Epic fantasy needs to leave medieval Europe. At least, that's what Marlon James, author of the Man Booker Prize-winning novel A Brief History of Seven Killings, thinks. In a recent interview, James talked about his upcoming book Black Leopard, Red Wolf, and described it as an "African Game of Thrones." And he's fully prepared to "geek the fuck out" with it:
"I realized how sick and tired I was of arguing about whether there should be a black hobbit in Lord of the Rings. African folklore is just as rich, and just as perverse as that shit. We have witches, we have demons, we have goblins, and mad kings. We have stories of royal succession that would put Wolf Hall to shame. We beat the Tudors two times over."
He's absolutely right. There's already a severe dearth of central black and brown characters in high fantasy. Judging from his letters and legendarium, Tolkien's work featured an inherent bias against "dark" peoples, usually casting them as servants of Morgoth and Sauron (though his writing did evolve to reject that early racism). George R.R. Martin's A Song of Ice and Fire isn't much better, despite our collective love for Khal Drogo. These works are incredible on their own, but are inherently limited.
Elevating African folklore to the level of the Lich Kings we know and love
A series with A Song of Ice and Fire's scope but set in medieval Africa would challenge how Western readers understand fantasy and the role of people of color in the genre. Black writers like N.K. Jemisin and David Anthony Durham already take on the genre with fresh perspectives about oppression and "darkness." James would take that one step further, calling on Africa's history and elevating it to a place where dragons and Lich Kings are already recognizable.
I imagine fantasy based on the rise and fall of the Mali Empire.
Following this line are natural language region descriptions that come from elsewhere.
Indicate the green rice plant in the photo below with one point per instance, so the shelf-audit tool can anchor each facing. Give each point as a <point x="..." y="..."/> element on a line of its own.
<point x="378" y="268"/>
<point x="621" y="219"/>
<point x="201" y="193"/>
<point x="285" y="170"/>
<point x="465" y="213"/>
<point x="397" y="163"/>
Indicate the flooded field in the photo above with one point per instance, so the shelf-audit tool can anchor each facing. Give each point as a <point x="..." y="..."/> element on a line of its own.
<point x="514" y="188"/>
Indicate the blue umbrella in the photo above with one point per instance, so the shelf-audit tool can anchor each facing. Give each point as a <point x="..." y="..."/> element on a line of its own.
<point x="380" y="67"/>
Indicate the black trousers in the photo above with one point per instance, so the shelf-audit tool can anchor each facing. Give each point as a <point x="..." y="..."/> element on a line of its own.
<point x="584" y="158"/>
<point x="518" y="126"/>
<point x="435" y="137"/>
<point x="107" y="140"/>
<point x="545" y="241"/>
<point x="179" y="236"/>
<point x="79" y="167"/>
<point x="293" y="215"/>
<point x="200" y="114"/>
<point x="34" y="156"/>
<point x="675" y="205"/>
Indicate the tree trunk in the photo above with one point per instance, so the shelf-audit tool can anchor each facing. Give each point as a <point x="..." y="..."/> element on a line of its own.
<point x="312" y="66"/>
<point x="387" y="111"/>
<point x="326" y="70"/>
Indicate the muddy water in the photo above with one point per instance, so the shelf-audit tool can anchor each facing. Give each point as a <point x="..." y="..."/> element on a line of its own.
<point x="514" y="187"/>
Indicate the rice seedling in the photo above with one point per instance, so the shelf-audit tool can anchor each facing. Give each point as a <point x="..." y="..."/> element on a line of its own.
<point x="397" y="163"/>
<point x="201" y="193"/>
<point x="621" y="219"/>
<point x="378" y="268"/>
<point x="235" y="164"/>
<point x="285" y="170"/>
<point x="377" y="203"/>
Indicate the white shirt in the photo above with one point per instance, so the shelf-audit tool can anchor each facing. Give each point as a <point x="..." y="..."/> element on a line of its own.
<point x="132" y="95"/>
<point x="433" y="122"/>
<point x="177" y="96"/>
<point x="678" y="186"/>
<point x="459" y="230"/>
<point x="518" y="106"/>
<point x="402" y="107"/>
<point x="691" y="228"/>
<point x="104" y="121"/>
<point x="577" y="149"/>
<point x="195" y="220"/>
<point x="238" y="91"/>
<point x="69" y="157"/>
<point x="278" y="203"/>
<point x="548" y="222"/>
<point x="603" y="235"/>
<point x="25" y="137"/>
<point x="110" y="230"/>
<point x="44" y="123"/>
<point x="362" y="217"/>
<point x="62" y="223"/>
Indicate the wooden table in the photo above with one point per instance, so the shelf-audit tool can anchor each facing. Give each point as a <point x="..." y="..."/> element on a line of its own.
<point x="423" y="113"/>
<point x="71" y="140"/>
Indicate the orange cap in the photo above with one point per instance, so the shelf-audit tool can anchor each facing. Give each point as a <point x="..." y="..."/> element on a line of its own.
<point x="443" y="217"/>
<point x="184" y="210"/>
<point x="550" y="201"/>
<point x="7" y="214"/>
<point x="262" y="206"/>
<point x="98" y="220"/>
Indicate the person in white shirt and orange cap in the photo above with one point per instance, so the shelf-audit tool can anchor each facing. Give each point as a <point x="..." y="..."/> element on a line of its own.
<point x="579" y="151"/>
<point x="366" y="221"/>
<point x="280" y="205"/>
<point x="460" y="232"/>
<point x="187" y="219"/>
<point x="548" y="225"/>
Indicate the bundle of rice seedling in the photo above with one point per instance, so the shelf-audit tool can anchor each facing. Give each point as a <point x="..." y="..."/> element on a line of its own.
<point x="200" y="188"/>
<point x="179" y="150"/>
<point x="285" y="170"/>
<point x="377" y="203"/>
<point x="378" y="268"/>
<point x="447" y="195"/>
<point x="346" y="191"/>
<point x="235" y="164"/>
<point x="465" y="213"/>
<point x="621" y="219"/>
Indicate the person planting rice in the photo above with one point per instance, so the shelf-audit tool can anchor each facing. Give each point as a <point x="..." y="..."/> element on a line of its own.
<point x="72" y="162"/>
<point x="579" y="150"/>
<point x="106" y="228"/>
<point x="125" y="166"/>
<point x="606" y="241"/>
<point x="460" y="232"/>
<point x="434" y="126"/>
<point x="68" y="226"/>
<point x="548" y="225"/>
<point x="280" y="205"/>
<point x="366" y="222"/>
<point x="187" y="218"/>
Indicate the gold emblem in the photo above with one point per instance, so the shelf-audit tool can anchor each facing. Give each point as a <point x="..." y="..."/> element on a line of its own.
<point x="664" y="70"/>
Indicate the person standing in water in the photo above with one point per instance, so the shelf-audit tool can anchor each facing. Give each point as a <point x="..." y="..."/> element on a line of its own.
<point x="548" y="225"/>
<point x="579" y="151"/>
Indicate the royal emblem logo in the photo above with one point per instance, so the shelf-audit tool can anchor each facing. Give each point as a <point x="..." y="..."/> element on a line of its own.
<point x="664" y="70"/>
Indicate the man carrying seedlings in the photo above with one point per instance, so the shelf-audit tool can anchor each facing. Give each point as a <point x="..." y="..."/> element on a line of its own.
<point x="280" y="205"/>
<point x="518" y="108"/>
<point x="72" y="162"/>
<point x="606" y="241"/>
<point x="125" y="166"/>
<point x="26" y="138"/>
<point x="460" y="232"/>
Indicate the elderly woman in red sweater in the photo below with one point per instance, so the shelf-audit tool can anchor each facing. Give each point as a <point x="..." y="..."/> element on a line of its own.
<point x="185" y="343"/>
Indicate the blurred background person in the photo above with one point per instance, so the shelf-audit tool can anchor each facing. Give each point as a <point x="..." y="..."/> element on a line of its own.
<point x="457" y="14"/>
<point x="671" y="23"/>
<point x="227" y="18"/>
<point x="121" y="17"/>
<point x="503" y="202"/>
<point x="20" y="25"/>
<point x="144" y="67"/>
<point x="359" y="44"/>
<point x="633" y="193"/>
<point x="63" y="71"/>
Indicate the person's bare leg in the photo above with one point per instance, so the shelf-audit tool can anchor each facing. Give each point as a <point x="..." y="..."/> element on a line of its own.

Maybe the hero would lead a coup against the ruling Mansa, but be possessed by an Adze, or firefly spirit, telling him to turn back. And maybe Ananse the Spider would play the Varys role, telling stories and weaving lies to hide the truth of the empire's inevitable collapse. There are too many ways for a story set in Africa to be powerful and eye-opening and utterly surreal. I can't wait to see it happen.